It doesn’t really matter how depression caught me; it happened to trigger when I lost my mother, a longtime alcoholic and depressive herself, to suicide, when I was 20. Almost any negative emotions can ferment into depression if they sit around long enough unprocessed, but in my case, living with her and then losing her meant a whole adolescence’s worth of anger, fear, confusion, misery, frustration, wound up in grief and, ultimately, depression set in.
What began with me shutting myself away in a grieving process has now far outlasted the grief, and gone on to last most of my twenties. So far it’s prevented me from pursuing a real career, getting a decent job, or from thinking realistically or constructively about my future in most of the normal ways. It’s held me back in relationships, been a burden on them, and made me unwilling or unable to commit. It’s worn down my physical and mental health, and my self-image. It’s prevented me from getting any pleasure or pride out of many things that used to give pleasure and pride so easily. It’s eclipsed all enjoyment and activity most days of my week, and most hours of my day. It’s ruined all my endless hopeful plans for the day I’m finally free of it, which has never come, because it has never left.

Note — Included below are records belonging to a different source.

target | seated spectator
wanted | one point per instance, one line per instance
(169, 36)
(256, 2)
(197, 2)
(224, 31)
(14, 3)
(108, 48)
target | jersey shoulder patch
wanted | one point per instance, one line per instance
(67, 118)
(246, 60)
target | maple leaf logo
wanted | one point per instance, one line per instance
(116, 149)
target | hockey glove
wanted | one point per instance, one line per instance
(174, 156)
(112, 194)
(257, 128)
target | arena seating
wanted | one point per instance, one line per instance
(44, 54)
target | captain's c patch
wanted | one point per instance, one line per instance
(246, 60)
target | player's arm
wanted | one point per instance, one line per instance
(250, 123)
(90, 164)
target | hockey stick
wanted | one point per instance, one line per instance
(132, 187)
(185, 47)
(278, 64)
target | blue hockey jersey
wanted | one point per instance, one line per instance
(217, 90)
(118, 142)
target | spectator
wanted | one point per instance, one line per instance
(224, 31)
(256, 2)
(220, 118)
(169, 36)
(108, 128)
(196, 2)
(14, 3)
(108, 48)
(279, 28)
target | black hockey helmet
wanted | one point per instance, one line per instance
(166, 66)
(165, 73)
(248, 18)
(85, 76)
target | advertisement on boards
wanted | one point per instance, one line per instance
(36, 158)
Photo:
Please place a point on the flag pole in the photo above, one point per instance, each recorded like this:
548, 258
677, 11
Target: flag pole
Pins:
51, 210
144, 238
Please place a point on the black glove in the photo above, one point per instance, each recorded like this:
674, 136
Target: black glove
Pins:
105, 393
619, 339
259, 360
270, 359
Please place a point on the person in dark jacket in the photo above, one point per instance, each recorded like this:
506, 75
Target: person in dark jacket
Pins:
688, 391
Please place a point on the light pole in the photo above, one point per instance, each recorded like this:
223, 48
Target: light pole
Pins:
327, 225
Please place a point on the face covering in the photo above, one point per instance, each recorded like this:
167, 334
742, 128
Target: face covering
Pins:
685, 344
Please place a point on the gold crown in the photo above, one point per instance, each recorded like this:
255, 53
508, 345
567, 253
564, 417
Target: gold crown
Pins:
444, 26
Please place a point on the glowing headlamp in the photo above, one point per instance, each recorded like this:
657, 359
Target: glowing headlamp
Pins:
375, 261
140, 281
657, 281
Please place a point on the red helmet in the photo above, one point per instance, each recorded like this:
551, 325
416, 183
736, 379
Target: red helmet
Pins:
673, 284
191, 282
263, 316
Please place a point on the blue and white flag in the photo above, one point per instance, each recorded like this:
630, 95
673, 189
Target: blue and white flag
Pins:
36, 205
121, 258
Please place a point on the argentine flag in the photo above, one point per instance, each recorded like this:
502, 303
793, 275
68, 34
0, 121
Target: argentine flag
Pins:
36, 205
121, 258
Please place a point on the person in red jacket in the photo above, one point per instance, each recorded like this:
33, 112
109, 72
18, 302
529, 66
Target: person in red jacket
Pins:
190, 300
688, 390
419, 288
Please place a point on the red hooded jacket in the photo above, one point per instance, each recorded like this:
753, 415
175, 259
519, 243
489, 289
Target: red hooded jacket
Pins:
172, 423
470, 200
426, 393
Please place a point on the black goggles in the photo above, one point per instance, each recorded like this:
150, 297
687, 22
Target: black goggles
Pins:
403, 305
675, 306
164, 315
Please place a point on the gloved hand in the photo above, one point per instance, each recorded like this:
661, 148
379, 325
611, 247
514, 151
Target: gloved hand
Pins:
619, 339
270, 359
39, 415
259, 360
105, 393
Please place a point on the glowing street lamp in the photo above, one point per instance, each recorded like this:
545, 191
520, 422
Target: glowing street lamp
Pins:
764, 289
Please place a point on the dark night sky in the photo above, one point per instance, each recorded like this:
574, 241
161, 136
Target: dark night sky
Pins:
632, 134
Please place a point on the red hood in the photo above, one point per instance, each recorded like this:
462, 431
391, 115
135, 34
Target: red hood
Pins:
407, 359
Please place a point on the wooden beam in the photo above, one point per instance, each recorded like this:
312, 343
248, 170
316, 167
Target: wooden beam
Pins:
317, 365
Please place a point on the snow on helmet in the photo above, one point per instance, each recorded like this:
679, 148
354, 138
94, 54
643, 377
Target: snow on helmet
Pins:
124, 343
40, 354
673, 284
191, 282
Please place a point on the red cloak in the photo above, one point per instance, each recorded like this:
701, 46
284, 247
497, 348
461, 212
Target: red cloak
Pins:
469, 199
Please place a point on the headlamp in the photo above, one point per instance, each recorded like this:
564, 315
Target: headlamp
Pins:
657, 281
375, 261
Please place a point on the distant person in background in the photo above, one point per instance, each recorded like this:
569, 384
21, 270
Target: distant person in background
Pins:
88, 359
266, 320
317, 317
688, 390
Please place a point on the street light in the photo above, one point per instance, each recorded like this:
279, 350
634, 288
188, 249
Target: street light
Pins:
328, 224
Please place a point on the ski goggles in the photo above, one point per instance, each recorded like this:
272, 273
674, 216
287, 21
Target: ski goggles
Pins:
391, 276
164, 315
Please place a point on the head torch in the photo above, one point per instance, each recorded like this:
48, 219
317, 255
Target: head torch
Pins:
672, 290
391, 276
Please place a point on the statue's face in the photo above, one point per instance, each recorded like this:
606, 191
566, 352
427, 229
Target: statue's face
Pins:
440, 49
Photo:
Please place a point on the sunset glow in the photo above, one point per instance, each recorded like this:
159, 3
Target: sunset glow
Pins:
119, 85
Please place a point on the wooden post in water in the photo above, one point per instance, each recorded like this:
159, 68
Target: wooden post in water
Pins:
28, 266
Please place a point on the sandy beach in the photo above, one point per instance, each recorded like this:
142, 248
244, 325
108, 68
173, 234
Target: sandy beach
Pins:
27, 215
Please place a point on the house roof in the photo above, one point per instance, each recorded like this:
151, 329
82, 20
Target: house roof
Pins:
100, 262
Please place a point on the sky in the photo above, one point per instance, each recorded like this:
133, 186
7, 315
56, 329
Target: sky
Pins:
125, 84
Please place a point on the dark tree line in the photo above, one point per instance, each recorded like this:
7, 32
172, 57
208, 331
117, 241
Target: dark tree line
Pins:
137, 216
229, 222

It’s messed with my memory, and often makes it difficult to get any real perspective at all on whether things are going well or not. It’s made me ashamed, even disgusted with myself and who I’ve become, as well as with other people and often the world itself. It’s sometimes made me wish my life would just end. It has a very clever in-built mechanism whereby every attempt I make to haul myself out of it (exercise, hard work, force of will, using every shade of denial), leaves me so wound up that I spin off my axis and exhaust myself right back into depression, leaving me with no way up or out of the hole, yet so many inviting ways to go just a little further down.

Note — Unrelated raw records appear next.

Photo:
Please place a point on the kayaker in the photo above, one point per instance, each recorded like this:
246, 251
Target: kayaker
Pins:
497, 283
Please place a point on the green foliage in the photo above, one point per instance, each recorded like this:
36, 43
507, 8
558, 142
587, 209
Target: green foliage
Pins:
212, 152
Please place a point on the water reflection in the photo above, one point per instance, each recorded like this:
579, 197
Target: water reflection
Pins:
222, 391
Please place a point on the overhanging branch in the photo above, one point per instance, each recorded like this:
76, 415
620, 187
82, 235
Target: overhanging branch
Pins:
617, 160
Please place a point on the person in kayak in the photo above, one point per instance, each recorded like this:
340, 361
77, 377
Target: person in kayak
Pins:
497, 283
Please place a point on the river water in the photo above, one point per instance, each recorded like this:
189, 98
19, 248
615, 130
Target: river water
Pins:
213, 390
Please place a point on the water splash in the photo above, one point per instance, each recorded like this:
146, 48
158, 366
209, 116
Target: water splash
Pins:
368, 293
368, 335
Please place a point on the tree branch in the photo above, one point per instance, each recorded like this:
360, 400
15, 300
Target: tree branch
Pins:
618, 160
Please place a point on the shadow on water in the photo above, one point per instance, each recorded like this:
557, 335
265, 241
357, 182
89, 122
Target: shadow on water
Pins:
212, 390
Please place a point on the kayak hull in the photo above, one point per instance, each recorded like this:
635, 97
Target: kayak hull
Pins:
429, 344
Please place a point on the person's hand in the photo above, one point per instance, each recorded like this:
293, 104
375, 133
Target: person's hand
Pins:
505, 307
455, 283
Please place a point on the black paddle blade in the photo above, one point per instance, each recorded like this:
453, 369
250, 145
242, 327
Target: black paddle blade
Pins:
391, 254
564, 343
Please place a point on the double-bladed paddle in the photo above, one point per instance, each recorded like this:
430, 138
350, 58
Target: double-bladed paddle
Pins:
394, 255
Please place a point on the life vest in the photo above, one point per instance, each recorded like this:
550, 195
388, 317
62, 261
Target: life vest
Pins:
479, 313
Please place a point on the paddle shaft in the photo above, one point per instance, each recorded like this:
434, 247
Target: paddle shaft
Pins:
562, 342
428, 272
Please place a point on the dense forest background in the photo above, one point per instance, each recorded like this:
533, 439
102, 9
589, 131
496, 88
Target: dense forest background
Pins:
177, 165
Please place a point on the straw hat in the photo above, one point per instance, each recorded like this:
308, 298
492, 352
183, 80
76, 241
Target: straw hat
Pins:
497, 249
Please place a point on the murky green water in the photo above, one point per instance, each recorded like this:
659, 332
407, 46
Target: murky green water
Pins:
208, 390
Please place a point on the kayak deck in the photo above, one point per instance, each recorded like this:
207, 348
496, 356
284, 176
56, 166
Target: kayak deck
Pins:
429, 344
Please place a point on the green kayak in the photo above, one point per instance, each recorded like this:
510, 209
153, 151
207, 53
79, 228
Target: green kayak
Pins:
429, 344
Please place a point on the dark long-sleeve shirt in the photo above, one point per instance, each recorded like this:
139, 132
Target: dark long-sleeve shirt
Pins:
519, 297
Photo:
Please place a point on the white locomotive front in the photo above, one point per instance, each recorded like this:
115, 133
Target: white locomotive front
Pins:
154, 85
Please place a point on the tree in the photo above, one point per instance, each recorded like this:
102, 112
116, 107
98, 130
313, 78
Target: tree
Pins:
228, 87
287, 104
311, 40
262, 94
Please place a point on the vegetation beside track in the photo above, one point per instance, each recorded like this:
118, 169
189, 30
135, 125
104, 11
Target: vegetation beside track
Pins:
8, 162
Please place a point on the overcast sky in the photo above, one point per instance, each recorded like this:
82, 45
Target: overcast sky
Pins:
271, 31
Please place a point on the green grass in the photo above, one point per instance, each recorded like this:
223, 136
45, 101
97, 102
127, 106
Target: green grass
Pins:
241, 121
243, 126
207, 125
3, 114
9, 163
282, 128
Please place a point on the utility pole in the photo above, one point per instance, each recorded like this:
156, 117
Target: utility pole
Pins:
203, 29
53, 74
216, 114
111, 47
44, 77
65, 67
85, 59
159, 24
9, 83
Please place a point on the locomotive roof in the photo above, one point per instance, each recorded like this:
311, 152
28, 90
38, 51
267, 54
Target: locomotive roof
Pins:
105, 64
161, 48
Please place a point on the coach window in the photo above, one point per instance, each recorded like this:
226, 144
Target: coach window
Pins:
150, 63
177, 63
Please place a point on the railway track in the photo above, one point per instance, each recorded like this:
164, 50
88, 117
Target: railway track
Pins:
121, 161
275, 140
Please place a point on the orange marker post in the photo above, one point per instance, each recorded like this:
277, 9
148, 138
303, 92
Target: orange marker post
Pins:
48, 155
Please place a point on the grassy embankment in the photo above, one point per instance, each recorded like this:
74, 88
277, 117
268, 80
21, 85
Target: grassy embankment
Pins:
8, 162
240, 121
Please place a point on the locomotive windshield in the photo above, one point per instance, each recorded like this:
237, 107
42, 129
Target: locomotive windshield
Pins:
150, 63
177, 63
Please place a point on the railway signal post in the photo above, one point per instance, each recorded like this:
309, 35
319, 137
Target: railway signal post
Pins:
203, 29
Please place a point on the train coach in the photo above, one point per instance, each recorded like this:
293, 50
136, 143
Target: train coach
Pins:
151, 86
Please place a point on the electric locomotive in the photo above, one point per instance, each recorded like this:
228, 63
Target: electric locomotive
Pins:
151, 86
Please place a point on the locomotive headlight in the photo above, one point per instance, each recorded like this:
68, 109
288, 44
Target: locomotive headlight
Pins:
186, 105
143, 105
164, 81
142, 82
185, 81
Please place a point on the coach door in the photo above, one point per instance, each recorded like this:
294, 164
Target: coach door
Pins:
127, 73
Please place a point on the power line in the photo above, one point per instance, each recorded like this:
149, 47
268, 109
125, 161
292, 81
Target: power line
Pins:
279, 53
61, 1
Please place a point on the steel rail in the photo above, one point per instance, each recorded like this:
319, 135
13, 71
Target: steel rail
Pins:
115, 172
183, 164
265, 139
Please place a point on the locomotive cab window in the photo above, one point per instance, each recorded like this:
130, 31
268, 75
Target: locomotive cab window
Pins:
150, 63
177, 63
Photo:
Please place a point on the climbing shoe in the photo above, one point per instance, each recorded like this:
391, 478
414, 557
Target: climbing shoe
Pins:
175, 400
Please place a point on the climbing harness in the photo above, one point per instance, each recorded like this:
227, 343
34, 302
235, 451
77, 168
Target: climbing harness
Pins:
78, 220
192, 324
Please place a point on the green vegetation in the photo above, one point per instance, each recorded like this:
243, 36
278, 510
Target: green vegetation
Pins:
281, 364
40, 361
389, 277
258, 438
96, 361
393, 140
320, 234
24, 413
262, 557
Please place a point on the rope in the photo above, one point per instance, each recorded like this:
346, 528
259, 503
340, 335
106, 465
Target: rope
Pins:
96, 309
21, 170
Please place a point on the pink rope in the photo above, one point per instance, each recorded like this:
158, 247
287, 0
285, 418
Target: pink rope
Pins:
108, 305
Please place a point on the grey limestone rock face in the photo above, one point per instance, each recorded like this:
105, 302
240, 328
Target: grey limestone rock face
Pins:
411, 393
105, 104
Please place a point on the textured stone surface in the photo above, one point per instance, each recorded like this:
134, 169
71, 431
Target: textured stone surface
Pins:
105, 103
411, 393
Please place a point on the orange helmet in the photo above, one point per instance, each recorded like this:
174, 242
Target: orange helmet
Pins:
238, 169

On the other hand, in so many important ways –and I’m not lying here– it’s helped and shaped me in truly positive ways I am really grateful for. It’s forced me, almost at gunpoint, to take a much, much more laid back approach to life than I ever had before, and to narrow my life down to what I really need to get through the days. I was surprised to find out what this was. I was a frantic, busy teen and a very high achiever: desperate to be liked, working bloody hard to impress and please others, and pinning my whole identity on an idea of ‘success’, often instead of following what was really in my heart. When you simply can’t muster the energy to meet others’ expectations anymore (or, worst of all, your own), you find yourself behaving more frankly and sincerely, and I’ve found a lot of amusement and freedom being a more ‘realistic’ version of myself now that I no longer have the energy to waste on pretence.

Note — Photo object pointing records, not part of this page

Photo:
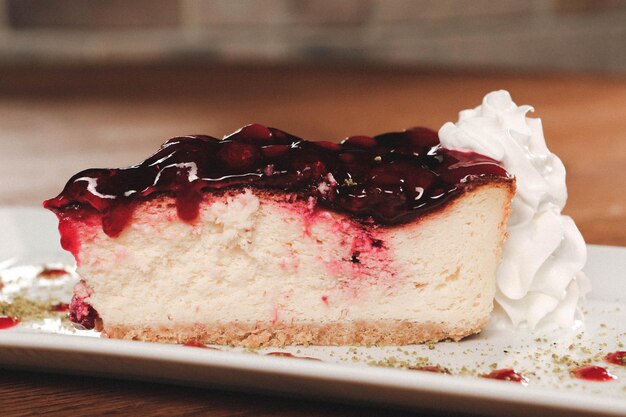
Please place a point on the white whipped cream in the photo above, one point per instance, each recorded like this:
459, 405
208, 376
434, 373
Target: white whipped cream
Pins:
539, 282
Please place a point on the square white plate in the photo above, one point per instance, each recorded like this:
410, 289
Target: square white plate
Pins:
346, 374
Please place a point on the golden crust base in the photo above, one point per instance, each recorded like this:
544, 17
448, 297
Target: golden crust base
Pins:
253, 335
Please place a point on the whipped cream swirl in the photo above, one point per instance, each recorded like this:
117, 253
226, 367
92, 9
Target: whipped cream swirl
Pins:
539, 281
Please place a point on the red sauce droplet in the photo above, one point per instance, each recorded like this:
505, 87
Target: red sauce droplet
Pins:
593, 373
616, 358
391, 178
52, 273
507, 375
61, 308
289, 355
199, 345
7, 322
82, 315
431, 368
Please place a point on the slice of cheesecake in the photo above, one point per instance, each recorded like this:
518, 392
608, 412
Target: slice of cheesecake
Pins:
263, 238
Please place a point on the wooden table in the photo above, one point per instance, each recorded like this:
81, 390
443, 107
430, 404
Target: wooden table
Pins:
57, 121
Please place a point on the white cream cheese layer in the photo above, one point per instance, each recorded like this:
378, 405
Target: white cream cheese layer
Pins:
540, 282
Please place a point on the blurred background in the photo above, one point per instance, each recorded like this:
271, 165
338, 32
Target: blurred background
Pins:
88, 83
538, 34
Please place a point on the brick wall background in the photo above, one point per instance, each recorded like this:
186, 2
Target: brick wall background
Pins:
587, 35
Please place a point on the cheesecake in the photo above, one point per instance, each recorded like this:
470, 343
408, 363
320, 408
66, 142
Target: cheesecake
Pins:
266, 239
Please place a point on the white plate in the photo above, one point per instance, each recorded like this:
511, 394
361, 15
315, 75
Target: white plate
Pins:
346, 374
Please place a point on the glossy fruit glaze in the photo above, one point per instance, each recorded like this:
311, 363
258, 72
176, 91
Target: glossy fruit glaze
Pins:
388, 179
593, 373
616, 358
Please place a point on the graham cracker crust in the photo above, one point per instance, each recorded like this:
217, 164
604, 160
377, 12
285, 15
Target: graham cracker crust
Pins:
254, 335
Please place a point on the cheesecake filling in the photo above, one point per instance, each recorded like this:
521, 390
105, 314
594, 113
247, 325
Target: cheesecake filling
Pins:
349, 219
540, 280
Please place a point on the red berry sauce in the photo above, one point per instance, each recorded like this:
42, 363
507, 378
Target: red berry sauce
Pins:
507, 375
82, 314
593, 373
391, 178
52, 273
7, 322
616, 358
61, 308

Depression eats up gigantic amounts of your time. It sucks up everything it can and gives very little in return. And yet, on reflection, there is a bright side — it’s the one you end up creating to cast some light on the gloom, with whatever little energy you can muster. In my case, the seclusion it forced upon me led me to music — hours upon hours of listening and practice that few have the chance to do, which have now led me to becoming a dedicated semi-professional musician, an achievement I thought would never happen, and which has become a truly wonderful and fun part of my life. It’s given me hours in which I’ve read and learned an enormous amount about the world, something I might never have made time for if I had stayed busy. It has forced me to be vulnerable, to reach out to people as warmly as I possibly can and has made me develop and keep a lot of very close friends — after all, I really know now how lonely an alternate world would be without them. It’s made me more thoughtful and empathetic than I used to be, when I would bulldoze anxiously through people’s problems, caught up in my own hectic life. I’m so aware now of the massive struggle we all go through simply to live; I always want to hear what makes people tick along, and it eases my own burden a bit to get an idea of how they manage. That’s totally changed my whole outlook. Lastly, when real good fortune comes my way, I usually grab it gratefully with both hands and can’t afford to take it for granted. So, in a strange way, there have been some real benefits, although they can be tricky to see sometimes.
One of the hardest things of all, and what led me to write this, has been tagging myself with the label ‘depression’, without wanting to think that somehow it’s simply going to blow over sometime soon. After eight years of living as a depressive, I still haven’t truly decided whether to view it as an illness or as part of my personality — often I see it as some kind of symbiotic thing feeding on me, and me on it. If it often feels like a disability, it’s mainly because it’s one that I carry secretly, that I still feel has a stigma attached to it, if only in my own head. A disability I can tell no one about unless I trust them. Whatever it is, the only way is to accept and make your peace with it, and learn to accept it fully and deal with it as it comes. I’ve realised, writing this, that there must be so many of us depressives who one minute one hour can feel utterly worthless in a miserable, horribly grim world, and the next have lifted anchor to otherwise interesting, fulfilling, sociable and vibrant lives. And we often don’t even realise it. If only we could just speak up about it all a bit more!